Schneck offered no explanation why the agents were unable to find and act on the Douglas Binstock note from the Bank records, even without knowing the exact amount. The jury could have reasonably believed the FDIC agents had decided to waive payment of the Douglas note to get a prompt settlement with Binstock on the rest of his debts at the Bank.
[¶16] "Although waiver and estoppel are closely akin, there are well-recognized distinctions between the two." Peterson Mechanical, Inc. v. Nereson, 466 N.W.2d 568, 571 (N.D. 1991). "Waiver is a voluntary and intentional relinquishment or abandonment of a known advantage, benefit, claim, privilege, or right." Hanson v. Cincinnati Life Ins. Co., 1997 ND 230, ¶13, 571 N.W.2d 363. "Estoppel arises apart from any intention on the part of the one estopped." Peterson, 466 N.W.2d at 571. "Estoppel involves conduct by both parties, and prejudice is one of the essential elements of estoppel, while waiver depends upon what one party intended to do, regardless of the other party." Id. Still, a waiver may be established either by an express agreement, or by inference from acts or conduct. Hanson, ¶13. For some examples of agreement by conduct, see State Bank of Towner v. Rauh, 288 N.W.2d 299, 305 (N.D. 1980) (finding an oral guaranty from conduct of contracting party's "either stated 'yes' or acquiesced affirmatively to the statement by silence" when asked whether "the second deal was exactly like the first"); Anderson v. American Standard Ins. Co., 293 N.W.2d 878, 883 (N.D. 1980) (by his silence after notification, insured acquiesced in insurer changing the expiration date of insurance policy to coincide with the amount of premium insured actually paid); Matter of Estate of Hedstrom, 472 N.W.2d 454, 456 (N.D. 1991) ("his acquiescence was sufficient evidence for the county court to conclude that he agreed"). As Hanson, ¶13, held, "[t]he existence or absence of waiver is generally a question of fact."

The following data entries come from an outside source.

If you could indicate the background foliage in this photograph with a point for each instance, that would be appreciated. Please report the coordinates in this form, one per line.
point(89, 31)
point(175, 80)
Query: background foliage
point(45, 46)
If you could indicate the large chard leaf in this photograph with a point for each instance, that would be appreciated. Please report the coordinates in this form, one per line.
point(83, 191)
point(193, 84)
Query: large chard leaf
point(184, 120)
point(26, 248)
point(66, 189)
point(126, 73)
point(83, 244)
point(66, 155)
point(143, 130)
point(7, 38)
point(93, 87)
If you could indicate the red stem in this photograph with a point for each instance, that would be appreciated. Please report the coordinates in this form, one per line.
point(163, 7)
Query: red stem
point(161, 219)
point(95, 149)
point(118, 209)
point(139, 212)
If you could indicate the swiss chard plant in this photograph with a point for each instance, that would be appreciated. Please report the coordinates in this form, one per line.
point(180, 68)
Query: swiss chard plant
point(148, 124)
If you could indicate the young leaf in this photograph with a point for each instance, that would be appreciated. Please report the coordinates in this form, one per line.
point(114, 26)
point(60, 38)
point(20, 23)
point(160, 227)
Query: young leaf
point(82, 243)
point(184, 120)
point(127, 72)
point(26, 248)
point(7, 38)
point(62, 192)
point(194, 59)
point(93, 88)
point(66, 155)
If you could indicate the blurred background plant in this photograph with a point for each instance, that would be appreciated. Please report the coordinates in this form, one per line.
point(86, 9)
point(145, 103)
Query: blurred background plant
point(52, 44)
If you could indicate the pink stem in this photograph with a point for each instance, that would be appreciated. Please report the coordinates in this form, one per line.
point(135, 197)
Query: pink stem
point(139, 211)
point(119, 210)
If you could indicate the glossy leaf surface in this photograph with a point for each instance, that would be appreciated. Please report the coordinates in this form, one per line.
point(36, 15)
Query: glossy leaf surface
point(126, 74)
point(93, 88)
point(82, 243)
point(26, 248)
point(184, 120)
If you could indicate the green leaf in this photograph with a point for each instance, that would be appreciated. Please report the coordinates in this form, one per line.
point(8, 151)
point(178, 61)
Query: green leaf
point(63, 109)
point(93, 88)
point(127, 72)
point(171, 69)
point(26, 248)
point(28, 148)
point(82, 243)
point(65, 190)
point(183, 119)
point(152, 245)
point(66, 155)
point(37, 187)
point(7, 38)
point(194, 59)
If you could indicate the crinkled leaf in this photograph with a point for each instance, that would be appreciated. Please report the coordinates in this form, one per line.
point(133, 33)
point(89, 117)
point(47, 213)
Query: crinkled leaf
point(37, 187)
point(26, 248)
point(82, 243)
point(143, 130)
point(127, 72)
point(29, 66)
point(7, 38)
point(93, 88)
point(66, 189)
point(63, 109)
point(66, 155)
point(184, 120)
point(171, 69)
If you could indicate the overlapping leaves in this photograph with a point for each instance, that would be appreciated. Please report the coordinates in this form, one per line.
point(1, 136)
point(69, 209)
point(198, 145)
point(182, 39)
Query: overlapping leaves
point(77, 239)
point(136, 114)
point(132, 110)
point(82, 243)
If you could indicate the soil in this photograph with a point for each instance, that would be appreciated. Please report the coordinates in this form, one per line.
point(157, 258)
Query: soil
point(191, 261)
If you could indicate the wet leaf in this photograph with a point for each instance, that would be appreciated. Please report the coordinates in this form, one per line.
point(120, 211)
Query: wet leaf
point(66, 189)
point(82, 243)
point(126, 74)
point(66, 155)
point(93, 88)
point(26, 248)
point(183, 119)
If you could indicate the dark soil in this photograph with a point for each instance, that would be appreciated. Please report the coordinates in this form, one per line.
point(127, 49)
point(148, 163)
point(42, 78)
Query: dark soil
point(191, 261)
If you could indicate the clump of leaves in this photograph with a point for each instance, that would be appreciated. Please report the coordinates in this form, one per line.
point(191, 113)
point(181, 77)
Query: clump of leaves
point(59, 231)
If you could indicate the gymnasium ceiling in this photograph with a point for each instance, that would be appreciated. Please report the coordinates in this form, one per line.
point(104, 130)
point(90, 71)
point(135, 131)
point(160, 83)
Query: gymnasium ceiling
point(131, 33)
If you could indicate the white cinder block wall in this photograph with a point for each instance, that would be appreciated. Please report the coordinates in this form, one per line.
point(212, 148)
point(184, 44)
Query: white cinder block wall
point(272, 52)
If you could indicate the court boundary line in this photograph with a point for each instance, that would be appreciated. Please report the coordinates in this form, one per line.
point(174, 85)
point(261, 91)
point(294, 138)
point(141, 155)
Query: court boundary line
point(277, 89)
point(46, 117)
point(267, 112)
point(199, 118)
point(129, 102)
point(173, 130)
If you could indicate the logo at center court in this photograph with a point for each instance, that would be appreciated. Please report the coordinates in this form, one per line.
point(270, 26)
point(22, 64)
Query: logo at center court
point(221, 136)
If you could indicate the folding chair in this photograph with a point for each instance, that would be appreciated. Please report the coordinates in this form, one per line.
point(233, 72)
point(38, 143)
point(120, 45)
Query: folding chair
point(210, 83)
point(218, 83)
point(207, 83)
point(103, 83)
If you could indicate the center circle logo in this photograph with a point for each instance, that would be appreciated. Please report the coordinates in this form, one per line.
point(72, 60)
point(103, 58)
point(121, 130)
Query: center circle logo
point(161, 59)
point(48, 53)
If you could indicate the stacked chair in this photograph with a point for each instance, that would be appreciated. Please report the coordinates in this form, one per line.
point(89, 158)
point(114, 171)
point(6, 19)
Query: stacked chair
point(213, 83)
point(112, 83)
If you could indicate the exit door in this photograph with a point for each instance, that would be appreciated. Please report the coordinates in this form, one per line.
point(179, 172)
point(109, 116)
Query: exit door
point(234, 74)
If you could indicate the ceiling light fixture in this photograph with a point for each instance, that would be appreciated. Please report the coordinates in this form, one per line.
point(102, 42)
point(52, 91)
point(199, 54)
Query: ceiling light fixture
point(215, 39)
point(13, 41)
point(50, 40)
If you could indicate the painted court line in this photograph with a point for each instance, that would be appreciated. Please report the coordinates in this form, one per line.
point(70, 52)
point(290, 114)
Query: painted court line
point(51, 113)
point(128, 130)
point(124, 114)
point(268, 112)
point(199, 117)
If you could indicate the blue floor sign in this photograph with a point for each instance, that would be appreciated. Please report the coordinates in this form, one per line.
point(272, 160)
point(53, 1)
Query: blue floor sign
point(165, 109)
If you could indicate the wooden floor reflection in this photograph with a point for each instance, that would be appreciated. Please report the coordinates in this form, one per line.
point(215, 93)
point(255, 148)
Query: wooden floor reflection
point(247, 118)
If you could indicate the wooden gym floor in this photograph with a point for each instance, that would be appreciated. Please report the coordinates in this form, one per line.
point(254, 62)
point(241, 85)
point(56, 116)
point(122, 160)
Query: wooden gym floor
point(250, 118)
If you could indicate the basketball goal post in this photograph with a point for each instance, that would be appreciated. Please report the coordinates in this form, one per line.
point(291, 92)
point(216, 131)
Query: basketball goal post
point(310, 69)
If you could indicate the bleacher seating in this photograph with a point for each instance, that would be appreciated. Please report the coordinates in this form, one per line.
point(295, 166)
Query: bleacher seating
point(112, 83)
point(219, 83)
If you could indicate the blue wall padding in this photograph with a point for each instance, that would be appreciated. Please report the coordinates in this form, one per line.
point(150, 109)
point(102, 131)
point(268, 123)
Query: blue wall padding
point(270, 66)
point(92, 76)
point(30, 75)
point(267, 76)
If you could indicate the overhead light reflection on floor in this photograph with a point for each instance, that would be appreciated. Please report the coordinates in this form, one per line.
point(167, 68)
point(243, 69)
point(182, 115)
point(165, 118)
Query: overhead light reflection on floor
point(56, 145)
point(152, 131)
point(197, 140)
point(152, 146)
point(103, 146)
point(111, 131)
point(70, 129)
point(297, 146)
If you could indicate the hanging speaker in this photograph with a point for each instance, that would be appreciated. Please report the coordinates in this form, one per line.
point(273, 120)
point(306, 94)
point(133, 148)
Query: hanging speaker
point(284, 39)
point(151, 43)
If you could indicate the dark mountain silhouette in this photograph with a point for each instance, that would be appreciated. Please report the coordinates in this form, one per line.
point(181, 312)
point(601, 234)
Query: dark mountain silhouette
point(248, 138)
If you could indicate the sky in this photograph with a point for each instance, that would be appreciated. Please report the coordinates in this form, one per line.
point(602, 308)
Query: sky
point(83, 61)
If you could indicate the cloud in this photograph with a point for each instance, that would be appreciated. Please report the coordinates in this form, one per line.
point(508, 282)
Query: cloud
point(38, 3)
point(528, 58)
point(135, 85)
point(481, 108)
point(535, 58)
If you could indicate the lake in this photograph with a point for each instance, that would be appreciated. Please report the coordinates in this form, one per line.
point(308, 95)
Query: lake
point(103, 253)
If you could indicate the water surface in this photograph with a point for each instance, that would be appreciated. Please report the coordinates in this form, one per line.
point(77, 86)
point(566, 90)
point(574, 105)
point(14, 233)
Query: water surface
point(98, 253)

[¶17] The trial court instructed this jury that a waiver may be inferred from conduct that evidenced an intention to waive. Sjoberg v. State Auto Ins. Ass'n, 48 N.W.2d 452, 453 (N.D. 1951). Even if the actor's conduct was negligent, if the conduct led the other person reasonably to believe that the actor agreed to waive, it legally permitted the jury to infer a waiver. Id.
[¶18] To give Binstock the benefit of all reasonable inferences from the evidence, and to preserve the jury verdict, we conclude the evidence here does not compel a different result. Reasonable persons could draw different conclusions from the evidence presented to the jury in this case, and the jury properly found FDIC agents had intentionally waived Binstock's guaranty to obtain payment of $85,812.93 from him to quickly settle all his debts to the failed Bank. We therefore conclude the evidence legally supported the jury's verdict of waiver, and the trial court did not abuse its discretion in denying Diversified's motion for judgment as a matter of law.
[¶19] We affirm the judgment and the order denying Diversified's motion for judgment as a matter of law.
|[¶20]||Herbert L. Meschke|
Dale V. Sandstrom
William A. Neumann
Mary Muehlen Maring
Gerald W. VandeWalle, C.J.
1.The trial court may grant a motion for judgment as a matter of law against a litigant if "there is no legally sufficient evidentiary basis for a reasonable jury to find for that party." NDRCivP 50(a)(1). A motion for judgment as a matter of law may be made at any time before the case is submitted to the jury. NDRCivP 50(a)(2). If the motion is made at the close of all the evidence and denied, "the court is deemed to have submitted the action to the jury subject to a later determination of the legal questions raised by the motion." NDRCivP 50(b). "Such a motion may be renewed . . . not later than 10 days after notice of entry of judgment." NDRCivP 50(b).